Pukul empat sore sudah sampai di jalan Sudirman, Kota Bandung Sabtu (2/3) kemarin. Biasanya jalan ini penuh dengan mobil, namun spesial untuk Kirab Cap Go Meh 2013, Sudirman disesaki barongsay. Sebanyak 30 kelompok barongsay dari berbagai kota hadir memenuhi jalan. Mereka membawa barongsay, liong, patung dewa-dewi, lampion, grup musik, serta dupa yang semerbak.

Parade yang diperkirakan berisi 7000 personel itu mulai dari jalan Cibadak. Dari Vihara Dharma Ramsi, mereka berpawai ke Astana Anyar, Sudirman, Kelenteng, Paskal Hyper Square, Gardu Jati dan kembali ke Cibadak. Semuanya adalah kawasan Pecinan Kota Bandung. Dari semua jalan, hanya Sudirman dan separuh Cibadak yang ditutup total. Di sisanya, peserta pawai, penonton, pedagang dan pengendara harus rela berbagi macet.

Acara ini memang menyambut Cap Go Meh yang jatuh 25 Februari lalu. Artinya menutup perayaan pergantian tahun Imlek, yakni 15 hari pasca-Imlek. Sepanjang rute sejauh 2 km itu, barongsay dan liong akan menepi untuk dua alasan. Angpao dan altar.

Bila ada warga yang mengacungkan angpao dari depan tokonya, mereka akan menghampiri. Kadang dibawa masuk pula ke toko itu, keluar dengan angpao. Bila ada altar, baik itu di depan kelenteng atau pun toko, mereka akan melakukan pai. Yakni menunduk hormat beberapa kali. Tiap selesai hormat, mulut barongsay akan diserbu tangan-tangan yang memegang angpao.


Meski barongsay adalah warisan budaya Tionghoa, warga yang hadir amat beragam. Ada yang berkerudung, ada yang berkalung salib, berkulit putih, kuning, hitam, singkatnya heterogen betul. Semuanya kompak bertepuk tangan riuh tiap kali liong selesai beratraksi zigzag atau spiral. Tak hanya penonton, pemain liong pun beragam latar belakangnya, bukan cuma keturunan Tionghoa semata.

Pemandangan ini akan aneh bila melihat catatan kelam Bandung. Mundur 40 tahun lalu, tepat di jalan Astana Anyar. Pernah ada satu seteru berabu SARA antara warga keturunan Tionghoa dan pribumi di Bandung. Saat itu 5 Agustus 1973, pribumi melempari rumah warga dengan kayu dan batu. Dari obrolan yang beredar, kejadian itu berawal dari senggolan gerobak pribumi dengan mobil milik Tionghoa. Akhirnya, kerusuhan meledak di penjuru kota.

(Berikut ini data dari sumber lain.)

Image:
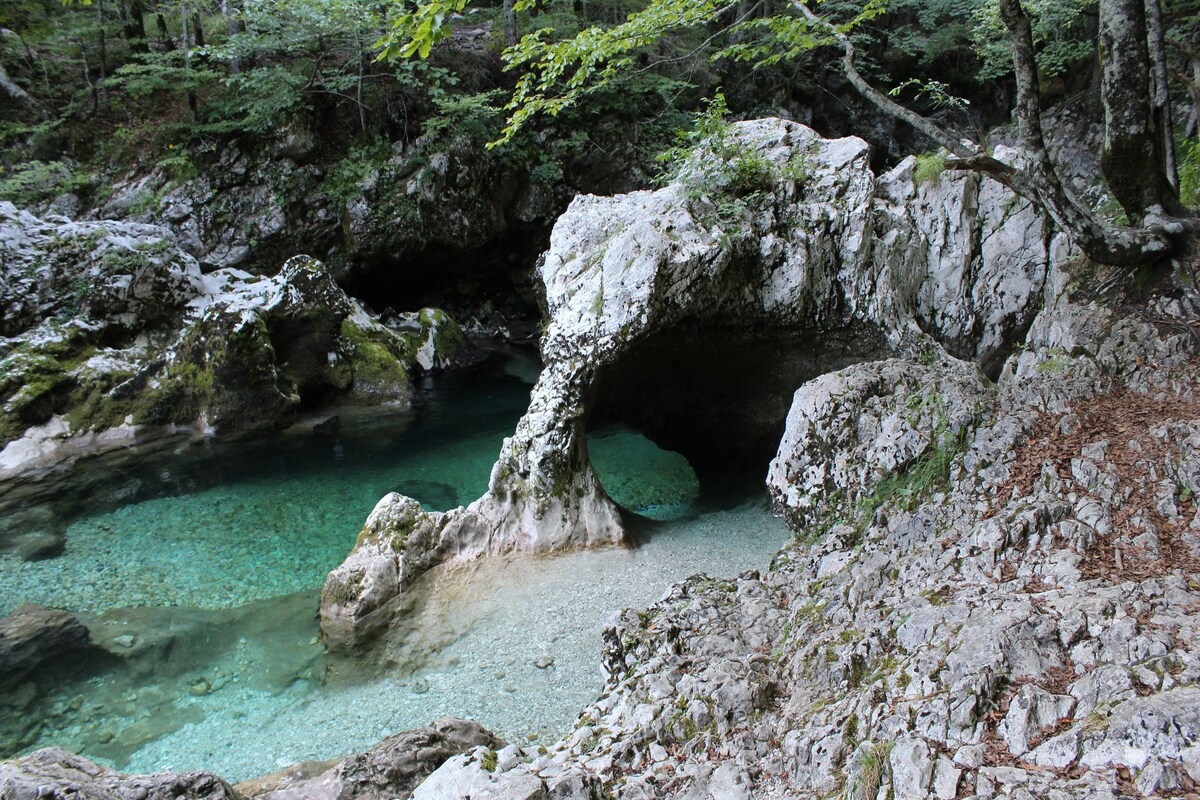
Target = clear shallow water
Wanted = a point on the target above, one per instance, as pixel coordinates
(223, 669)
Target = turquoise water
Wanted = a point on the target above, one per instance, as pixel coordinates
(204, 606)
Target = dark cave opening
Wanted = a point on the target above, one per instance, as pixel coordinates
(719, 396)
(493, 283)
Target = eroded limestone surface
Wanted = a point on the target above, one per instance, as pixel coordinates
(813, 241)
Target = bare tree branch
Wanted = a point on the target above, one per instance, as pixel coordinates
(1037, 180)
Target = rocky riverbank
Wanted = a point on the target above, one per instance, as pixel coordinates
(995, 585)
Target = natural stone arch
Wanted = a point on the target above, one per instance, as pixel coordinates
(821, 245)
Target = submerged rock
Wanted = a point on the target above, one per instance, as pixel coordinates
(54, 773)
(33, 636)
(390, 769)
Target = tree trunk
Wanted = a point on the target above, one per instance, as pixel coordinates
(235, 24)
(1161, 101)
(87, 77)
(1038, 181)
(192, 104)
(16, 92)
(197, 30)
(103, 55)
(168, 44)
(136, 26)
(1132, 158)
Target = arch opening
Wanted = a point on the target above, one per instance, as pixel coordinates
(715, 397)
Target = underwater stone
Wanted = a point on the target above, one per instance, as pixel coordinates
(57, 773)
(390, 769)
(34, 635)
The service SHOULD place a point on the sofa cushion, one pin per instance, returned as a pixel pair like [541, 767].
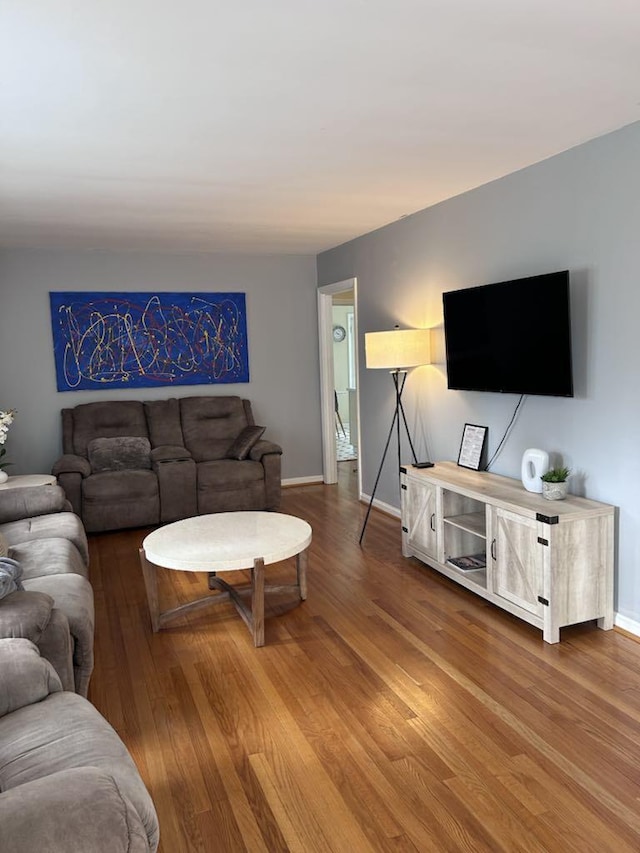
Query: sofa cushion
[227, 475]
[10, 576]
[163, 421]
[242, 445]
[120, 486]
[29, 501]
[63, 732]
[106, 419]
[25, 614]
[211, 424]
[75, 810]
[59, 525]
[26, 677]
[73, 595]
[116, 499]
[118, 454]
[54, 556]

Namun, sore ini, semuanya memilih tak peduli catatan keruh tadi. Semuanya bebas-bebas saja berinteraksi di sini. Siapa pun boleh jadi pemain liong, jadi penonton, atau memberi angpao. Termasuk bila tiga suster dari SMA Trinitas di jalan Kelenteng begitu antusias menonton atraksi. Beberapa dari peserta parade mengajak mereka berbincang lalu tertawa.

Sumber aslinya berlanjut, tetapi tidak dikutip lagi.